Snowflake frames the tie-up as part of a broader effort to unify traditionally separate IT and operational technology data streams so that AI-driven analytics and collaboration with ecosystem partners can be performed on a consistent, auditable foundation. “Energy companies aren’t just modernizing systems , they’re redefining how the world energizes the future,” said Fred Cohagan, Global Head of Energy, Snowflake. “Snowflake and partners like Exiger are helping organizations build the trusted data foundation and orchestrate secure, agile supply chains that this moment requires. When companies can unify IT and OT data, activate AI responsibly, and collaborate securely across the value chain, they gain the intelligence needed to run more reliable operations, accelerate lower carbon solutions, and create long-term advantages in an increasingly dynamic energy landscape.”
The integration follows Exiger’s recent roll-outs of pre-packaged solutions on Snowflake’s industry clouds, including a Supply Chain Explorer for Snowflake’s Manufacturing Data Cloud, which Exiger says speeds identification of supplier risk for manufacturers. Exiger also markets its DDIQ platform as an AI-enabled engine that anticipates evolving ESG, cyber, financial crime, third-party and supply chain exposures, a capability highlighted on Snowflake’s partner pages.
Exiger’s broader partner network offers context for how the company is positioning its energy offering. The firm has allied with Kinaxis to add multi-tier supplier assessment and proactive planning, with Muir AI to produce automated emissions calculations for Scope 3 transparency, and with Sayari to enhance ownership-graph visibility for foreign ownership and control risk, according to company releases and partner announcements. Those prior collaborations underscore a strategy of combining proprietary AI signals with third-party data to widen supplier lineage and compliance coverage.
Snowflake and its marketplace partners are not the only route to AI-enabled supply chain monitoring in the market. Other vendors, such as Resilinc, have also announced Snowflake integrations to deliver event-monitoring and disruption alerts to customers, illustrating a competitive ecosystem of specialised tools that energy companies can assemble on top of cloud data platforms.

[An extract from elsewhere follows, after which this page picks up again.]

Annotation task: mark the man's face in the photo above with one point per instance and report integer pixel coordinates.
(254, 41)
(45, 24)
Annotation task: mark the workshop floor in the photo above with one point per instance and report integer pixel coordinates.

Both Snowflake and Exiger say the combined approach will support operational reliability, safety and emissions-reduction goals by linking field sensor feeds with enterprise systems and by providing governed data lineage, security controls and regulatory compliance features that facilitate scaling AI without compromising cyber defences. The companies present the offering as enabling energy organisations to anticipate parts shortages, vendor interruptions and software dependencies that could affect asset availability and maintenance planning, while also supporting secure data sharing across suppliers, regulators and service partners.